Clever Uses of Relational (SQL) Databases to Store Your Wider Data (with Some Assistance from {dplyr} and {purrr})

: Postgres is a pretty powerful relational database system.

Last updated: 19 June 2021. The function described here is now db_lselect() in {stevemisc}. You can download this package on CRAN.

For some time, I’ve wrestled with how to elegantly store two data sets I use a great deal in my own research or navel-gazing. The first is the General Social Survey (GSS) and the second is the World Values Survey (WVS). The GSS contains 32 survey waves, done roughly every two years, spanning 1972 and 2018 in the United States. The temporal reach of the data are broadly useful for tracking trends in public opinion over time, but different questions come and go at different points in time. The data as I have it are not particularly long (64,814 rows), but they are very wide (6,108 columns). The data are well-annotated with variable labels too, which compounds how tedious it is to load and explore. The WVS (v. 1-6) is similarly gnarly to load. The data contains surveys of roughly 100 countries in 28 different years spanning 1981 to 2009. The data are mercifully more standardized across countries and waves than the GSS, but, at 348,532 rows and 1,445 columns, they too are tedious to load and explore. To this point, my experiences have suggested to say nuts to the native formats of these data and save them as R serialized data frames or serialize them with the {qs} package.

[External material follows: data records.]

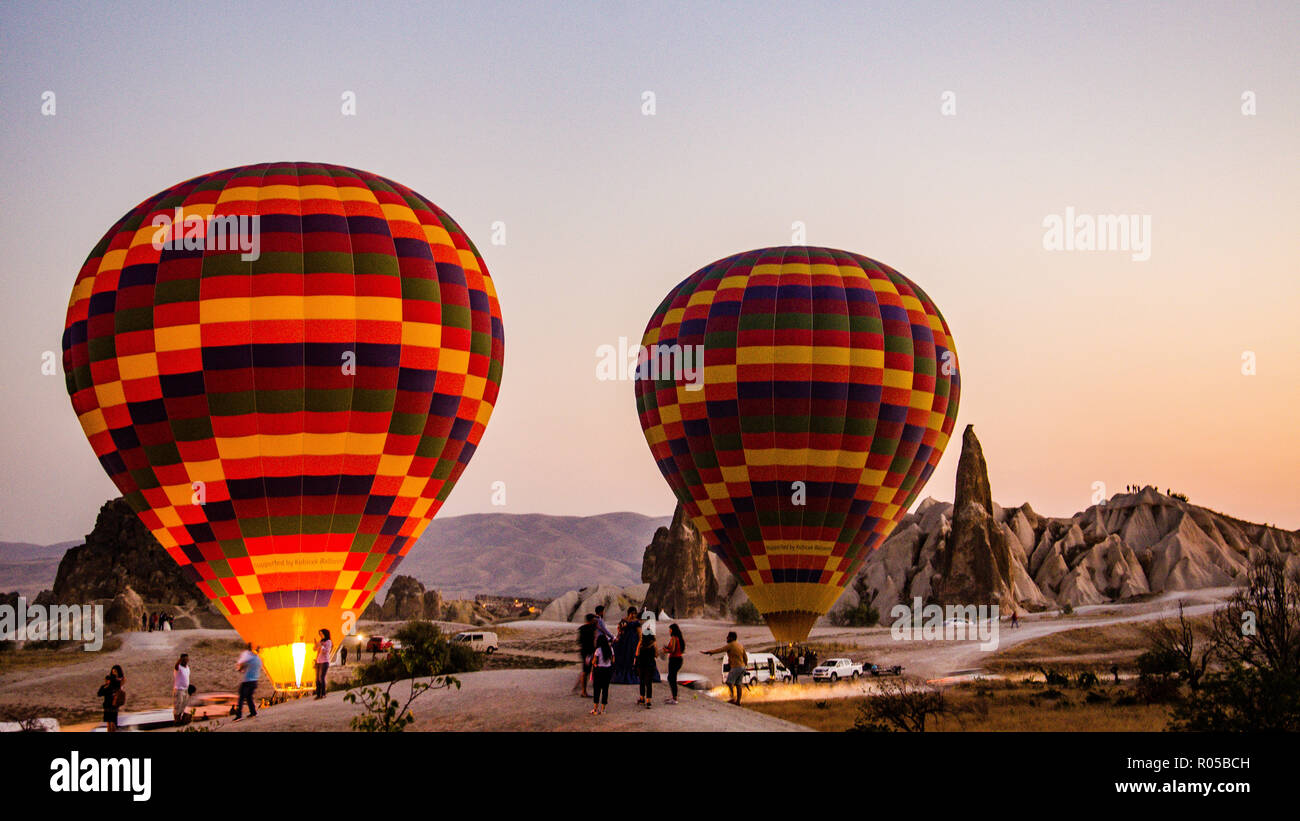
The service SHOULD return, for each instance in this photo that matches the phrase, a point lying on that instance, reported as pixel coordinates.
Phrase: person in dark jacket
(113, 696)
(675, 648)
(585, 650)
(646, 668)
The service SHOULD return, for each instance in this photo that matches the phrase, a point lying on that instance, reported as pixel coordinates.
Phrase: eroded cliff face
(679, 572)
(978, 552)
(975, 563)
(121, 554)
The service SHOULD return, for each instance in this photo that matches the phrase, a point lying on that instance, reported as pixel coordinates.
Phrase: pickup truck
(835, 669)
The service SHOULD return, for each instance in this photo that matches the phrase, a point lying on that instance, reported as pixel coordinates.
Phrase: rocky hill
(30, 568)
(120, 552)
(1135, 543)
(529, 554)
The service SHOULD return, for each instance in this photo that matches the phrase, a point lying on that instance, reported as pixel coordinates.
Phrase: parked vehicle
(835, 669)
(766, 668)
(378, 644)
(482, 641)
(212, 704)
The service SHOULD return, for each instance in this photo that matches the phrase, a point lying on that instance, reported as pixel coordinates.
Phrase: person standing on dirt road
(585, 650)
(248, 664)
(736, 661)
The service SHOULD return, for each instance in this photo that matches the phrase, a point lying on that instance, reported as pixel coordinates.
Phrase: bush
(425, 651)
(861, 616)
(1242, 700)
(748, 615)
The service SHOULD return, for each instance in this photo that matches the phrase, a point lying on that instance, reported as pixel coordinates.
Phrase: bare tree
(1260, 626)
(902, 704)
(1178, 643)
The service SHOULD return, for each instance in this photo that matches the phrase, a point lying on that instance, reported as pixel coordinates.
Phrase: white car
(835, 669)
(766, 668)
(482, 641)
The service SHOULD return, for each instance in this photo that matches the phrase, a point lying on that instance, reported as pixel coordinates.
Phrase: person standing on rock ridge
(736, 663)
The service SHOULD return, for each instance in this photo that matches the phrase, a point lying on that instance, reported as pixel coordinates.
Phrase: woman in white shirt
(324, 650)
(602, 670)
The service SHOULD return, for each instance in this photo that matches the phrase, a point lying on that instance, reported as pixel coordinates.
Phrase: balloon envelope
(285, 368)
(827, 394)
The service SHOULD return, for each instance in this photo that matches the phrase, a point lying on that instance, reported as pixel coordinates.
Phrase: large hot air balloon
(827, 395)
(285, 368)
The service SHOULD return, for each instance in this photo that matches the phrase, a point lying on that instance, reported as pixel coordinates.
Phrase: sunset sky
(1078, 366)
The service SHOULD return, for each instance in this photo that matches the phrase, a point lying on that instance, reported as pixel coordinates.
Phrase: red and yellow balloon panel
(285, 400)
(830, 390)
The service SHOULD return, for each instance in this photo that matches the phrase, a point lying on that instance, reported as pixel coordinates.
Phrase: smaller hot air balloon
(285, 368)
(827, 394)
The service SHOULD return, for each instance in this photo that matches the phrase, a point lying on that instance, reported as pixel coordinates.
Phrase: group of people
(627, 656)
(248, 667)
(798, 660)
(631, 655)
(156, 621)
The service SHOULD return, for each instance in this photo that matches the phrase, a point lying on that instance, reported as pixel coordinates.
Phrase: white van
(766, 668)
(482, 641)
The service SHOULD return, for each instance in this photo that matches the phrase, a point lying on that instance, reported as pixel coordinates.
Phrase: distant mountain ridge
(30, 568)
(529, 554)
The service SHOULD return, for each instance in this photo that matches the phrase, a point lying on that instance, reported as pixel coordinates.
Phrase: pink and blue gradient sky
(1077, 366)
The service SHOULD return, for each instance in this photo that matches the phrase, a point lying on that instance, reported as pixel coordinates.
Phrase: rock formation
(975, 564)
(125, 611)
(1132, 544)
(121, 554)
(404, 600)
(679, 572)
(577, 603)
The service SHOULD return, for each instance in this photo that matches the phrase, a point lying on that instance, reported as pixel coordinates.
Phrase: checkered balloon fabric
(285, 369)
(796, 399)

However, I’ve been wanting to dedicate more time to unpacking relational databases and using them more in my own workflow. My expertise with relational databases is mostly intermediate; I think I’m great with the rudimentary SELECT * FROM data WHERE foo HAVING bar LIMIT 0,10;. But, workflow around database systems feature more prominently in the private sector. Thus, a bit more SQL know-how is useful not only for students, but for me, just in case. Integrating SQL into my workflow around these two data sets in particular has been gnawing at me for a while. Here’s how I ended up doing it for both, preceded by a table of contents.

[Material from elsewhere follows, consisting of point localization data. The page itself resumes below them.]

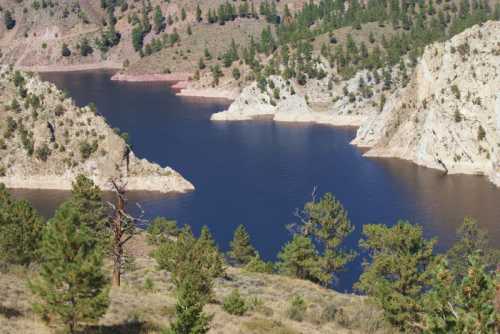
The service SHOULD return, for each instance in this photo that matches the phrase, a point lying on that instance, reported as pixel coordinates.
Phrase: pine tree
(470, 240)
(159, 20)
(398, 273)
(9, 21)
(20, 230)
(327, 224)
(86, 197)
(465, 306)
(72, 285)
(299, 258)
(193, 264)
(198, 13)
(242, 250)
(190, 318)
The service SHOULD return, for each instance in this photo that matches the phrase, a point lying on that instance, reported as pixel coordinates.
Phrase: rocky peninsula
(47, 141)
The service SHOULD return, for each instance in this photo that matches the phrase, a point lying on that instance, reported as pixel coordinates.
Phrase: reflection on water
(258, 173)
(446, 199)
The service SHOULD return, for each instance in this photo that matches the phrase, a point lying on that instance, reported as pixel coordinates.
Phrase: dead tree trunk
(123, 229)
(498, 295)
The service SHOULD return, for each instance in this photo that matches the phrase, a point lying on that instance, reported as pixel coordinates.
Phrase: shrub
(242, 250)
(234, 304)
(20, 230)
(65, 51)
(9, 21)
(257, 265)
(87, 149)
(160, 230)
(456, 91)
(329, 313)
(149, 284)
(297, 309)
(481, 134)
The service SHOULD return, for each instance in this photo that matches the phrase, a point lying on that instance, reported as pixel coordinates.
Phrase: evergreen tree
(398, 273)
(465, 306)
(65, 51)
(242, 250)
(71, 285)
(159, 20)
(9, 21)
(198, 13)
(299, 258)
(327, 224)
(190, 318)
(20, 230)
(86, 197)
(193, 264)
(137, 38)
(470, 241)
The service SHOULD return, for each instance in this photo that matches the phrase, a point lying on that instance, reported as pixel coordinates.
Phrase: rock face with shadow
(45, 141)
(446, 117)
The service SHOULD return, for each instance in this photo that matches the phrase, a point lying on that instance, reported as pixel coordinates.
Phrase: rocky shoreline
(167, 77)
(50, 141)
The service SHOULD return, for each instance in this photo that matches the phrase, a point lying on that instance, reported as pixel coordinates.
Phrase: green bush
(160, 230)
(43, 152)
(234, 304)
(257, 265)
(297, 309)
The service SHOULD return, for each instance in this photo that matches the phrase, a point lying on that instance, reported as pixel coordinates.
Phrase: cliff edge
(446, 117)
(45, 141)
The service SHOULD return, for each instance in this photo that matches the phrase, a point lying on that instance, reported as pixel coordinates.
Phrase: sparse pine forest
(65, 265)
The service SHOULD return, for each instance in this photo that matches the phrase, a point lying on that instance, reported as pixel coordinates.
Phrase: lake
(257, 173)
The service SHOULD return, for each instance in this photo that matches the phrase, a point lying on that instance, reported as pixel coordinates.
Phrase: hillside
(446, 117)
(139, 307)
(42, 28)
(46, 141)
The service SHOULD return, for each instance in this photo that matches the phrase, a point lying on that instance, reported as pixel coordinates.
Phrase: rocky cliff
(45, 141)
(280, 100)
(445, 118)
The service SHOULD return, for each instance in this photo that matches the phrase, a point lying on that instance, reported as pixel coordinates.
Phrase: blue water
(258, 173)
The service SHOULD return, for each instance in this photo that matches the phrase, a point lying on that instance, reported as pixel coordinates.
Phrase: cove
(257, 173)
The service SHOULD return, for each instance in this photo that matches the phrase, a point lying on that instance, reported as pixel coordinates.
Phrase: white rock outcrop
(46, 141)
(278, 102)
(446, 117)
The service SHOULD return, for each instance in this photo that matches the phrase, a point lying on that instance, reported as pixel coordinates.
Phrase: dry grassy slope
(62, 128)
(137, 309)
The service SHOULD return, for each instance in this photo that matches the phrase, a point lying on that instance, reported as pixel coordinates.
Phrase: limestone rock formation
(445, 118)
(277, 100)
(45, 141)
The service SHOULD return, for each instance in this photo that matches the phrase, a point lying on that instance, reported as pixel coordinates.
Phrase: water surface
(258, 173)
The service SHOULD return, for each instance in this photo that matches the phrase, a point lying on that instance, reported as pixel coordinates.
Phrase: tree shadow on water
(136, 327)
(10, 312)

Set Up PostgreSQL on Your Computer
“Selectively Select” and Populate the Databases
Harness {dplyr} and {purrr} to Make the Most of These Databases

Set Up PostgreSQL on Your Computer

First, I installed PostgreSQL on my Ubuntu desktop. The most current stable release is already at version 13, though the default version in my Ubuntu 18.04.2 release is version 10. That much won’t matter for the task at hand. You could also use really any relational database (including MySQL), but PostgreSQL is just a bit more powerful than MySQL.

sudo apt-get update
sudo apt-get install postgresql-client-10 postgresql-common

Thereafter, I logged into the PostgreSQL server with the following sudo command in the terminal. Technically, you’re executing the psql program as if you were the default superuser postgres. You can (and perhaps should) create your own account with appropriate privileges, but this may require adjusting authentication methods.

sudo -u postgres psql

Next, I created two relational database shells to store these data.

CREATE DATABASE wvs;
CREATE DATABASE gss;

There’s a convoluted way of doing this entirely within PostgreSQL, but I’ll opt for R wrappers around these.

Load the GSS and WVS Data

Next, fire up an R session, load the GSS and WVS data, along with various packages to assist in the process. Do note that the versions of the data I have are from the {qs} package. I discuss these here. I also hate all-caps column names, so I made sure to put those in lowercase in the GSS data (but evidently forgot to do that for the WVS data). I’ll also note that some of the things I propose downstream are augmented by having a unique identifier for each observation in the data. I manually create that (uid) here.

library(tidyverse)
library(stevemisc)

WVS <- qs::qread("~/Dropbox/data/wvs/wvs6wave-20180912.qs") %>% 
  rename_all(tolower) %>% mutate(uid = seq(1:n())) %>%
  select(s001, s002, uid, everything())
GSS <- qs::qread("~/Dropbox/data/gss/GSS_spss-2018/gss7218.qs") %>%
  mutate(uid = seq(1:n())) %>%
  select(year, uid, everything())

The process I propose leans on the group_split() function in {dplyr}. I’m going to split the data into multiple data frames by survey wave (in the WVS data) and survey year (in the GSS data). {dplyr} will return these as lists. Recall, however, the basic problem of the data. The problem of loading the data is in large part a function of how wide the data are. The width of the data comes from the temporal reach of each (and, in the case of the WVS, the spatial reach as well). Some questions appear at some points of time, but not others. The GSS, for example, asked questions about the 1972 election between Richard Nixon and George McGovern every year from 1973 to 1977. After 1977, the question no longer became interesting to ask. If, however, you load the data because you’re interested in more current topics, you’ll get that data too. So, for both the GSS and the WVS, I omit columns if all the responses were NA for the particular split. This requires defining a custom function, though.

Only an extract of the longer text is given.